When is someone eligible for weight-reducing medication and what role does the combined lifestyle intervention (GLI) play in this? The Partnership Overweight Netherlands (PON), in collaboration with the Dutch Association for Overweight & Obesity (NVOO), has made a Q&A about weight-reducing medication for patients and clients.

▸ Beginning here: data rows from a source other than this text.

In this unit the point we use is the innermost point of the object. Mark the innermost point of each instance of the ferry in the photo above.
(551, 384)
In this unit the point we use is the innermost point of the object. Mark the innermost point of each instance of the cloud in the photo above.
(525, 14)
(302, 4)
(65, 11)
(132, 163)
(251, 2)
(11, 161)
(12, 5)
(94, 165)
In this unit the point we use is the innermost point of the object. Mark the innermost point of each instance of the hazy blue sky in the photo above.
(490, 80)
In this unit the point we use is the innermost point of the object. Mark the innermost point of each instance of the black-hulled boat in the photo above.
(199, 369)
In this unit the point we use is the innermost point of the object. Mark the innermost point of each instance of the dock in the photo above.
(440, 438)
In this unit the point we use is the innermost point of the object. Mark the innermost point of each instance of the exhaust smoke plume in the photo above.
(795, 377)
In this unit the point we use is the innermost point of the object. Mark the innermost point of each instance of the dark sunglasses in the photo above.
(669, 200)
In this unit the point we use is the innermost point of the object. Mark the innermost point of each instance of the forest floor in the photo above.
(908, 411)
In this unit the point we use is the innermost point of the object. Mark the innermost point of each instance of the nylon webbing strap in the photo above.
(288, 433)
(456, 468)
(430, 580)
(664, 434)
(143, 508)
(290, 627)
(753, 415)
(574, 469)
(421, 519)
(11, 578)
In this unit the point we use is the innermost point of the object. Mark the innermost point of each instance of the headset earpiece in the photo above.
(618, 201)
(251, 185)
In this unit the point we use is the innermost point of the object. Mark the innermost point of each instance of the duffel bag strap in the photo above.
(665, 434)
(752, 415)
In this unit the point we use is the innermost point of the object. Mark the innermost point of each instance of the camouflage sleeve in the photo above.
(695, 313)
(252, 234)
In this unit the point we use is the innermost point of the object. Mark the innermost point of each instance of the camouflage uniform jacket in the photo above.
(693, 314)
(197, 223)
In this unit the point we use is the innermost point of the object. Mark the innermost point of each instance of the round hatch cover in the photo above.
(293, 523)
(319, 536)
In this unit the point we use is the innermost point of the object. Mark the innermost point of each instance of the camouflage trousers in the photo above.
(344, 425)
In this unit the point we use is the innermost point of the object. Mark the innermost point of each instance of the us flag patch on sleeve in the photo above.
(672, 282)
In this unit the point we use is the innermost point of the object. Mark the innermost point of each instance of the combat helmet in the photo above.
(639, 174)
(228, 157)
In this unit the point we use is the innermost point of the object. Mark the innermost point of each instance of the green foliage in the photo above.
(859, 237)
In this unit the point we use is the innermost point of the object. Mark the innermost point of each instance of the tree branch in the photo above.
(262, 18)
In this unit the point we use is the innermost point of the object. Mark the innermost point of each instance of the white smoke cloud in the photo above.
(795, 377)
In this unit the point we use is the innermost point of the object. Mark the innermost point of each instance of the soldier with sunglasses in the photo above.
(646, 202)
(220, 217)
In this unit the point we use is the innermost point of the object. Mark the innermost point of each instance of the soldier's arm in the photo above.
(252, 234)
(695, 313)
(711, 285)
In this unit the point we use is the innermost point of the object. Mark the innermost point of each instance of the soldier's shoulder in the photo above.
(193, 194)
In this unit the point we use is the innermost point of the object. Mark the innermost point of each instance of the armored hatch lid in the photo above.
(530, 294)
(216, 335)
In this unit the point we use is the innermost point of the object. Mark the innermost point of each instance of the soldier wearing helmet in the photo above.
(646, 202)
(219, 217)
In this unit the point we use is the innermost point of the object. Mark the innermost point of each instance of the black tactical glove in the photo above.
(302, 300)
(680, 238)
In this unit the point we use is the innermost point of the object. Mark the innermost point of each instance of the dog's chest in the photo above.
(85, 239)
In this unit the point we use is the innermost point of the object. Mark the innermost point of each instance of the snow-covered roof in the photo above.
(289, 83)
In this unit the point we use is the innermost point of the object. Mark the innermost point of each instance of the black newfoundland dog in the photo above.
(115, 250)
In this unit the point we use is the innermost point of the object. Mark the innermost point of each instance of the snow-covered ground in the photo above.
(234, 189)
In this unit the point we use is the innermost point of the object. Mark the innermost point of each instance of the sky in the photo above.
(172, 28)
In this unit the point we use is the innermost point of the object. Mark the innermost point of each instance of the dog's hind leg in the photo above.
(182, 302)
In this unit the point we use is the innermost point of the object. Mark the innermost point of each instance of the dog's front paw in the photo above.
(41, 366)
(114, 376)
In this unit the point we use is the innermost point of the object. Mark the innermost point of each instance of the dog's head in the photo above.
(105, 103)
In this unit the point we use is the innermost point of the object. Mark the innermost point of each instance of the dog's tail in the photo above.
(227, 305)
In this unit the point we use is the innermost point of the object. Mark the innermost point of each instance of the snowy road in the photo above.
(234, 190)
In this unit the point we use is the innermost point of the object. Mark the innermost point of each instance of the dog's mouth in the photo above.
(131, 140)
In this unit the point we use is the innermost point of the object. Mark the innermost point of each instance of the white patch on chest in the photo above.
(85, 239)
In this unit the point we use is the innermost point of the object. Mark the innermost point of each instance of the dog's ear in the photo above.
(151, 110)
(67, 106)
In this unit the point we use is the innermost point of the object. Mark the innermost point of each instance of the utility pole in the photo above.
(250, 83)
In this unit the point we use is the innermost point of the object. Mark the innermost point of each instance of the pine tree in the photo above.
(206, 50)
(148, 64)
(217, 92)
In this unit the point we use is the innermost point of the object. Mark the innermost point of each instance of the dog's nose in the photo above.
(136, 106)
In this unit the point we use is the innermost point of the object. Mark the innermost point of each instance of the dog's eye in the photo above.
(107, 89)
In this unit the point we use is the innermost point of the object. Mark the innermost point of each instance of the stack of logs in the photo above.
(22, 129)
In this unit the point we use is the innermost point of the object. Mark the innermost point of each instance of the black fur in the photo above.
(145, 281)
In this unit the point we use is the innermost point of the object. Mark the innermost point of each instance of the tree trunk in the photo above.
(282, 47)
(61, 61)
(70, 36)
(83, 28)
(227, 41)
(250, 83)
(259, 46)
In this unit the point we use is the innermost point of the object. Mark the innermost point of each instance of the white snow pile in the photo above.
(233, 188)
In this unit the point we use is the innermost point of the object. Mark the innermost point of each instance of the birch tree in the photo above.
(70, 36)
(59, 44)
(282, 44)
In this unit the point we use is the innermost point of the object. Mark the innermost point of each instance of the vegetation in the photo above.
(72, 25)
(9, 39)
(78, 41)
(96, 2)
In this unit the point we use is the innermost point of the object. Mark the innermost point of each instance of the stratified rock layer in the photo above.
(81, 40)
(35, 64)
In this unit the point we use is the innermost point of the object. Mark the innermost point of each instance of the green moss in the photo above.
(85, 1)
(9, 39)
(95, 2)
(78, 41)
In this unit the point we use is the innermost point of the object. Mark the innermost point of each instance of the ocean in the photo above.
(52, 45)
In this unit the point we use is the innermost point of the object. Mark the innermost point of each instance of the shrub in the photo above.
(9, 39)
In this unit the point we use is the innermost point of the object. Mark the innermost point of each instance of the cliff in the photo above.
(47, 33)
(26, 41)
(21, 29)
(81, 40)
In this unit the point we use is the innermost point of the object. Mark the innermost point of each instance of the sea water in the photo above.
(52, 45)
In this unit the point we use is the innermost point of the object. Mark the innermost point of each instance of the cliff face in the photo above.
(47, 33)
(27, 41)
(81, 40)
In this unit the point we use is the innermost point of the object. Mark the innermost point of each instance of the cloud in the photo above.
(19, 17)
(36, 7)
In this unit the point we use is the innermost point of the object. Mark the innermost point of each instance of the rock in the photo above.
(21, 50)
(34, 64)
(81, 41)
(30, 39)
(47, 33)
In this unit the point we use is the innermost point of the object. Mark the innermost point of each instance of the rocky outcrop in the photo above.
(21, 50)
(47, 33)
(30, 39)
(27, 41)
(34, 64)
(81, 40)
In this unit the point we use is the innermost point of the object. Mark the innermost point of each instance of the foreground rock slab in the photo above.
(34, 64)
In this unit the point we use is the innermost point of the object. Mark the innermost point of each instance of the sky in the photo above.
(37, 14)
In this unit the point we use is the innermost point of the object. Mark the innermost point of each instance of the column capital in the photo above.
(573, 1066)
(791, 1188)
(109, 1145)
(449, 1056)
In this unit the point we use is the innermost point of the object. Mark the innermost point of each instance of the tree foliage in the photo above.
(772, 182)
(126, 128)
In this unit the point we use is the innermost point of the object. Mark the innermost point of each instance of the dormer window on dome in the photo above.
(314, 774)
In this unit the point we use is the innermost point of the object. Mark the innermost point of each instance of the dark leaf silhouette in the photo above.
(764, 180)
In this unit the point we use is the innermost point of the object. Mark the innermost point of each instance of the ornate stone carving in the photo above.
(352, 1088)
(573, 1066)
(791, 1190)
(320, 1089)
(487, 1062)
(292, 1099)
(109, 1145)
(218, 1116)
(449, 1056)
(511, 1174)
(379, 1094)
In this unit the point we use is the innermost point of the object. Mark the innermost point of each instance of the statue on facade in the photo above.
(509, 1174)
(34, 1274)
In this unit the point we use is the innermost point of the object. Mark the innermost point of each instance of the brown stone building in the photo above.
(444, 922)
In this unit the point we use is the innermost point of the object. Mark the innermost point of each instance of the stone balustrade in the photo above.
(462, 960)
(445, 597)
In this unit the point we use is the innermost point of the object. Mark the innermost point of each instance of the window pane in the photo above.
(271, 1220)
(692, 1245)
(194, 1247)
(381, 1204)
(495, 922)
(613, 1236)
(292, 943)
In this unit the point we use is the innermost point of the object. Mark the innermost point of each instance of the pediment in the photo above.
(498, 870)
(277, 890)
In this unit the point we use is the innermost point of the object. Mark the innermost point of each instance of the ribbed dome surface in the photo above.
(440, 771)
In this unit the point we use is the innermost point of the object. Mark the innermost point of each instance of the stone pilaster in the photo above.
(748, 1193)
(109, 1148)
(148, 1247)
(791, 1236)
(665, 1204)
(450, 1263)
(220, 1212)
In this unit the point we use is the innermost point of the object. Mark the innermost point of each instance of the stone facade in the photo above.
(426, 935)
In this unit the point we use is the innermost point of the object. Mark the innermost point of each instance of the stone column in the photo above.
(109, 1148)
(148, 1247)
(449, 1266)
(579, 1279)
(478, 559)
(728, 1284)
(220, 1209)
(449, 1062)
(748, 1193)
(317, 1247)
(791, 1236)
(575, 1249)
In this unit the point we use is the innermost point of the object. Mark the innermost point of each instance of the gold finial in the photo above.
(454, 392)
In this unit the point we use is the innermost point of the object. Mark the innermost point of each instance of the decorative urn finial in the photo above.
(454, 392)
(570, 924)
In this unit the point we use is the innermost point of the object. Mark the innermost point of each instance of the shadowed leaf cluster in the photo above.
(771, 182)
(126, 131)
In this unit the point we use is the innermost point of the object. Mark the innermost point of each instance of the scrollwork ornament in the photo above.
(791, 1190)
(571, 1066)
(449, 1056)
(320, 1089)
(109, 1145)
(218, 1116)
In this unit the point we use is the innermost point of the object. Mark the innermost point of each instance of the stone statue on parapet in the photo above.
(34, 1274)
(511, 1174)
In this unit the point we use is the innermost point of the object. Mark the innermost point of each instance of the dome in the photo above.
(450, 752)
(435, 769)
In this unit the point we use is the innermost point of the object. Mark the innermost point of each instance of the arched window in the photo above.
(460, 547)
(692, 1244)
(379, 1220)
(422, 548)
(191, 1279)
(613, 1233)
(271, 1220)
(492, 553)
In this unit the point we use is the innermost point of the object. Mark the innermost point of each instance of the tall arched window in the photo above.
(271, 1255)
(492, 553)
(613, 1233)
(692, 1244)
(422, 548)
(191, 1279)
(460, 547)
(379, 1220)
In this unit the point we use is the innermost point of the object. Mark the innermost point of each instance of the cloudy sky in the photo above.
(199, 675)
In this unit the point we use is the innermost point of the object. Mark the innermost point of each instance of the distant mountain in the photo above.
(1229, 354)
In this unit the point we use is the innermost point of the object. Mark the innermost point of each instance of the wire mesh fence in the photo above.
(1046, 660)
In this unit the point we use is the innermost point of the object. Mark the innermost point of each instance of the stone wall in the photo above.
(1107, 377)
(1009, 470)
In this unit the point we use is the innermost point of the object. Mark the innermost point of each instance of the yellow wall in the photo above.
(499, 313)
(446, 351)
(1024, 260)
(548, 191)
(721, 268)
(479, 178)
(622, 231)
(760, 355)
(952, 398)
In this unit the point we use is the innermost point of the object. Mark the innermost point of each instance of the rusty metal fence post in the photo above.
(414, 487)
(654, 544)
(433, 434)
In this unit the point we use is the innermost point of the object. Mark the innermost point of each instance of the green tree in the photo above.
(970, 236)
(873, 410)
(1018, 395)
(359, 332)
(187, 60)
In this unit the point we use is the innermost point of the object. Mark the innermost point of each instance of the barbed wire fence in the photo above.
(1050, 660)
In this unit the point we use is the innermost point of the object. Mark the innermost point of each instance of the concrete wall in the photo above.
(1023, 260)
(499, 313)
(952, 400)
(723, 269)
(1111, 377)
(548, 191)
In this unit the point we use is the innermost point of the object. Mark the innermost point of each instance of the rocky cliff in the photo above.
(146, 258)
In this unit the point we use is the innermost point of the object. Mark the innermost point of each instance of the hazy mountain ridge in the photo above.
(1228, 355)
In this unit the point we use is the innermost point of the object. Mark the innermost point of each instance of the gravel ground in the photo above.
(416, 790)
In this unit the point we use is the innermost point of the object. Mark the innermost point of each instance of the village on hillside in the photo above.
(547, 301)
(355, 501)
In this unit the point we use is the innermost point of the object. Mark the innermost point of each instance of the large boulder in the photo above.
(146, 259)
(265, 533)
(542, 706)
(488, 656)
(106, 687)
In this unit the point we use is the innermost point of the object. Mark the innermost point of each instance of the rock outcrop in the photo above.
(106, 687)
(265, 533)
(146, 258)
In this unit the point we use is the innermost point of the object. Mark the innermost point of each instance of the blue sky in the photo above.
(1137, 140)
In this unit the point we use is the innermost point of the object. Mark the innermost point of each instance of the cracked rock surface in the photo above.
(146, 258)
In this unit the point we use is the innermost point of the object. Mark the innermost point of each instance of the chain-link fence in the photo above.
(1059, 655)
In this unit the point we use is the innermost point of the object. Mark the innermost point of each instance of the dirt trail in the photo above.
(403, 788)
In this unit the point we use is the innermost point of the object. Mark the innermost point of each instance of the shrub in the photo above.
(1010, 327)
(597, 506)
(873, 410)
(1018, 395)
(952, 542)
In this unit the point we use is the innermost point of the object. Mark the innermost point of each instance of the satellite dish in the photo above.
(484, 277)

The content of the Q&A is based on the previous “Questions and answers about reimbursement of pharmacotherapy in the treatment of overweight and obesity” by Zorgverzekeraars Nederland (ZN), which was made for professionals earlier. The new patient version is written in plain language and contains 29 questions and answers, including 13 on the GLI. After all, to be eligible for obesity medication, it is necessary that patients have followed a GLI for at least 1 year and have not lost enough weight (less than 5 percent for BMI between 25 and 30 or less than 10 percent for BMI from 30).
Saxenda or Mysimba?
It also discusses which obesity medication is reimbursed for which patients. For example, people with a BMI of 35 and over in combination with other diseases such as cardiovascular disease, sleep apnea or osteoarthritis are eligible for reimbursement of liraglutide (brand name Saxenda). This also applies to people with a BMI of 40 or more, who do not have type 2 diabetes and who are not yet eligible for a stomach reduction or who do not want to. Naltrexone bupropion (brand name Mysimba) can be reimbursed for people with a BMI from 30 and also for people with a BMI between 27 and 30 in combination with other diseases such as cardiovascular disease, type 2 diabetes, sleep apnea or osteoarthritis.